My heart breaks for the disparity of it all.  I want all children to learn and thrive.  I remembered last night Mother Teresa saying if you can't feed a hundred people, then feed just one.

I'll keep toiling away in my little spot.

I'm grateful that I have been able to learn more about teaching reading.  I have so much to learn!  But I am here for it!  I will go back every day and try again.  

(Even if they hate me.)

Thursday, February 1, 2024

So good

 I was very happy to be back at school yesterday.  You could have convinced me that it was any day of the week.  I had no idea.  During math I thought it was Tuesday.  We went to library after recess like we do every Wednesday and then came back and I did what we do every Thursday for reading.

I kept saying, "Wait.  It's Wednesday isn't it?"

My students were mostly very well behaved while I was gone.  They did their work and the classroom was pretty tidy.

They're such a dreamy class.  

They wanted to hear all about why I was gone and how I was feeling.

My voice is 100% back.  It was pretty amazing to be back at school and 1) not feel awful and 2) have a voice.

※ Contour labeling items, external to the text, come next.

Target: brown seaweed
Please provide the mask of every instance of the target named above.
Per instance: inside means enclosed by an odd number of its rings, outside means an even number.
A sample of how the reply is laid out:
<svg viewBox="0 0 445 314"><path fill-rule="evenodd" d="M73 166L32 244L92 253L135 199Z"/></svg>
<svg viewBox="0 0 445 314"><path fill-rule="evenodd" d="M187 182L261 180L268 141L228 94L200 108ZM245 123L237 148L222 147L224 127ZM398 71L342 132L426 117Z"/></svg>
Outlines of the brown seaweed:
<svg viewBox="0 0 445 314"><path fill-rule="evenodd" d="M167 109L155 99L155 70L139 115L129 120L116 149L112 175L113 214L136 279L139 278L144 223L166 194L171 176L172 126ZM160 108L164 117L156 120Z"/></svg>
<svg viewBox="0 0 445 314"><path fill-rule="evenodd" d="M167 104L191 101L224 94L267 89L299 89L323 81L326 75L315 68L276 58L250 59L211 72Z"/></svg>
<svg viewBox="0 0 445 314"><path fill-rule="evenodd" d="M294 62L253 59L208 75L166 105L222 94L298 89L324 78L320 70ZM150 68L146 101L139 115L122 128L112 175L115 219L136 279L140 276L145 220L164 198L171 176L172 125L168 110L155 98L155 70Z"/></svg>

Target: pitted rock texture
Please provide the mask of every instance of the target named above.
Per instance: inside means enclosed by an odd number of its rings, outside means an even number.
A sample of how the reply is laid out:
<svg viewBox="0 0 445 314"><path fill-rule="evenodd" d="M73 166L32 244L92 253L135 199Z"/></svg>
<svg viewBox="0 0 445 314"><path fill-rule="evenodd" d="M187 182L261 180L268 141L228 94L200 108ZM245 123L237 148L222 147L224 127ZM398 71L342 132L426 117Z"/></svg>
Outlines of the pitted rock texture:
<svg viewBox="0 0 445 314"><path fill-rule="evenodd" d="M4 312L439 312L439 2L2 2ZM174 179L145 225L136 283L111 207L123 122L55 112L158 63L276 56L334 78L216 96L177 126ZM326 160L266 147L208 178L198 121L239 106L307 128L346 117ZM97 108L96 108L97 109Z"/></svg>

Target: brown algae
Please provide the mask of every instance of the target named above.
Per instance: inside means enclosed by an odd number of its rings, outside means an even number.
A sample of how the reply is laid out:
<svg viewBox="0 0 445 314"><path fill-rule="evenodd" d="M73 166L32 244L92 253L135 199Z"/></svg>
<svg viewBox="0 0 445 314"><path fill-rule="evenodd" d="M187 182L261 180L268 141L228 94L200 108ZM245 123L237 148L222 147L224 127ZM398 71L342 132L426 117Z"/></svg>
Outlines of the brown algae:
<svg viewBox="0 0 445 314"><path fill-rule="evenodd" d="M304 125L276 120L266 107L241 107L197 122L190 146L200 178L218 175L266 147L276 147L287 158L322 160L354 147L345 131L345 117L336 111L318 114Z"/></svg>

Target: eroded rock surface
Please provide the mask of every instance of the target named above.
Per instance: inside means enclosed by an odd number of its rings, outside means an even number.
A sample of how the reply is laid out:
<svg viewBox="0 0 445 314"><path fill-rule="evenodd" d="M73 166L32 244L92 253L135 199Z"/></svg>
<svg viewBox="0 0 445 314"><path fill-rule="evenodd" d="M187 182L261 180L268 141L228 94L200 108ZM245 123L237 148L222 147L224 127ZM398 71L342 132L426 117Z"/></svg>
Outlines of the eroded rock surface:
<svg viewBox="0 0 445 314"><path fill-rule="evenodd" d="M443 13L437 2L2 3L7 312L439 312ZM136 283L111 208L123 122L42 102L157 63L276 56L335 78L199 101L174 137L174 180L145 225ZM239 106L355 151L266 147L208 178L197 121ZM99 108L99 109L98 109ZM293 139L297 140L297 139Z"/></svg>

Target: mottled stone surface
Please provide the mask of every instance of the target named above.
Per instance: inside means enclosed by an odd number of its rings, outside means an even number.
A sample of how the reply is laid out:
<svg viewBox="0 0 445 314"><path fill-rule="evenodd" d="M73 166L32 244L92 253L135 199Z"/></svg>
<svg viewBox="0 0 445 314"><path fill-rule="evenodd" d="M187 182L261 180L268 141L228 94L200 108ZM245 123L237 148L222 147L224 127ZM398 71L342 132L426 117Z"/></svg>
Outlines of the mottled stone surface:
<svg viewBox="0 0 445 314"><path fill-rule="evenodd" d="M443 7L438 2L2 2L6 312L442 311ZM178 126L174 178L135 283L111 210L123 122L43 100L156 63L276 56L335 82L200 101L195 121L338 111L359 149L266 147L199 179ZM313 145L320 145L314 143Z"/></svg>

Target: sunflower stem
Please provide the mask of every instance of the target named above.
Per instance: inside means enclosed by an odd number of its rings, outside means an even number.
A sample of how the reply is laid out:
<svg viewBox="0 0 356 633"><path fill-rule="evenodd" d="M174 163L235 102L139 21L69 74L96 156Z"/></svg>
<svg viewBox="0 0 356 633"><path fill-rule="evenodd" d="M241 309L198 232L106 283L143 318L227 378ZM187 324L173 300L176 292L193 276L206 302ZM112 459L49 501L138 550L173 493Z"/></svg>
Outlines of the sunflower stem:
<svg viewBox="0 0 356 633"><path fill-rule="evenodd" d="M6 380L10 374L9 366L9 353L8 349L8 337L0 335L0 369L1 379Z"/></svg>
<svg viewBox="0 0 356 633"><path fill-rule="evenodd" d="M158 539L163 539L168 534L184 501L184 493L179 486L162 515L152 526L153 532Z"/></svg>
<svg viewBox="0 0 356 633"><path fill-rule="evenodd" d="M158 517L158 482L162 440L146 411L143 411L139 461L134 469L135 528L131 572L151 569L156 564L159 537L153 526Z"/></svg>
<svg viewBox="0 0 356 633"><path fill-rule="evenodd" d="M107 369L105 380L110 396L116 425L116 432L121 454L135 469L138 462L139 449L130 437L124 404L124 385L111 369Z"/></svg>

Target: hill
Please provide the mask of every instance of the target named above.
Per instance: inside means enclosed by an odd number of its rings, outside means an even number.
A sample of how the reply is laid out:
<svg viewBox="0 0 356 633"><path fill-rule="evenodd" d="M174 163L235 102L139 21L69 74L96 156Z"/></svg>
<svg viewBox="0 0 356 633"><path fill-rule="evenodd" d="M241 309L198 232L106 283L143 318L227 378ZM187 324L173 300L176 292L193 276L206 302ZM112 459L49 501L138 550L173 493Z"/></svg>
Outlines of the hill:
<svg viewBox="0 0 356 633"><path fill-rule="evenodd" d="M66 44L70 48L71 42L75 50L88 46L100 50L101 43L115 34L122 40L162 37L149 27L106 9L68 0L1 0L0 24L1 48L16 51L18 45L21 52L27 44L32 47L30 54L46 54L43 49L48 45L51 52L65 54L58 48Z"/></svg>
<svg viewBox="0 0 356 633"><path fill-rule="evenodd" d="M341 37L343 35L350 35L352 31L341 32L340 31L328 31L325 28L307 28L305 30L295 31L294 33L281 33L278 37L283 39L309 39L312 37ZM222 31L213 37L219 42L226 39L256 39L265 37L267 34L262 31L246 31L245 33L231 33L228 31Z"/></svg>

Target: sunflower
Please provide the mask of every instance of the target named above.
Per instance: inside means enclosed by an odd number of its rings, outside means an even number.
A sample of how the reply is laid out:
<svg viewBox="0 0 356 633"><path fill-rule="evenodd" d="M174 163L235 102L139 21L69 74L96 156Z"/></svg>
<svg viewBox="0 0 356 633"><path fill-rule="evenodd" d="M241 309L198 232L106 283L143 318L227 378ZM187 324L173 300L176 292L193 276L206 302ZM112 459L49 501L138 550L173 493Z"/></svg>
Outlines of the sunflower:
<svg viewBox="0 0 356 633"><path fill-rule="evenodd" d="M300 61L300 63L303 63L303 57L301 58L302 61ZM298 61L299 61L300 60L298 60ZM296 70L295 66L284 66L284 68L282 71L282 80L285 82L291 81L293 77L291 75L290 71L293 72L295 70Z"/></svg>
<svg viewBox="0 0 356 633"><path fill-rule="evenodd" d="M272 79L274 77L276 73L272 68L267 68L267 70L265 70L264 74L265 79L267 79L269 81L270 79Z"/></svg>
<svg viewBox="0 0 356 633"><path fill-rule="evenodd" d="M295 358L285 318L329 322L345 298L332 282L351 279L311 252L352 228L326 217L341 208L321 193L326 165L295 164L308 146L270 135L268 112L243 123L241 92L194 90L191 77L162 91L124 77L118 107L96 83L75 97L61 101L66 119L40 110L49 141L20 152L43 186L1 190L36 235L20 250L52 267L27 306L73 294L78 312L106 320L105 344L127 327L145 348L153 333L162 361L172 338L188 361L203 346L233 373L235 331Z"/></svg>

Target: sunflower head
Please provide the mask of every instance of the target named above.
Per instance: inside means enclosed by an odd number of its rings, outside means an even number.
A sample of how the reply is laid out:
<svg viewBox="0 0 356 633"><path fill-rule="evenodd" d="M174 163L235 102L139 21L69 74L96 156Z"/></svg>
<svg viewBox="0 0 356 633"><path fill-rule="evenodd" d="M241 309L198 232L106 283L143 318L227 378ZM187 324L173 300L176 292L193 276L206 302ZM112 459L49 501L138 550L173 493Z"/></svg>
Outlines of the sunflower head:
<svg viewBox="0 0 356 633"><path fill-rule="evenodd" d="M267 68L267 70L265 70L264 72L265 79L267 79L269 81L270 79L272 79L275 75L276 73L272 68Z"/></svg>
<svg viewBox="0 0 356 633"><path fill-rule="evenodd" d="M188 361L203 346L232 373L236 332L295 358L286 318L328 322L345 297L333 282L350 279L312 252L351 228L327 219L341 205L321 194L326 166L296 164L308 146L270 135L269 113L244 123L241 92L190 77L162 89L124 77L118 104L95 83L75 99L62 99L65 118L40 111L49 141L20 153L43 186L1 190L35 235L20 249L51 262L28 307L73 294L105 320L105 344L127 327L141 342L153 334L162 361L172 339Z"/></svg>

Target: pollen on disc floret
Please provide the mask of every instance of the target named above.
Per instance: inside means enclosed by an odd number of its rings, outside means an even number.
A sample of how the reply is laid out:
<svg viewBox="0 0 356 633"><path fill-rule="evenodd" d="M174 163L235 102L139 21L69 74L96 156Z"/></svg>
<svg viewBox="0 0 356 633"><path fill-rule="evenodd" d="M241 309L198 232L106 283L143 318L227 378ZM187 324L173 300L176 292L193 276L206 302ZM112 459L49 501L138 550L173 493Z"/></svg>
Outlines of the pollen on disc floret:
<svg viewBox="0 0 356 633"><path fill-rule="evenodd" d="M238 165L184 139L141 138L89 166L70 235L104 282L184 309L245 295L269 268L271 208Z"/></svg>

A random 2nd grader threw her arms around me in the hall.

A random 1st grader excitedly said, "Mrs. Davis!" 

One of my former students was nearby and he said, "Yeah, I was in her class a few years ago."  He is way too cool now, as a fifth grader, to show me too much enthusiasm, but he gave me a nod.

I texted a parent to ask about a student and she texted back!

It doesn't take much to make me really happy.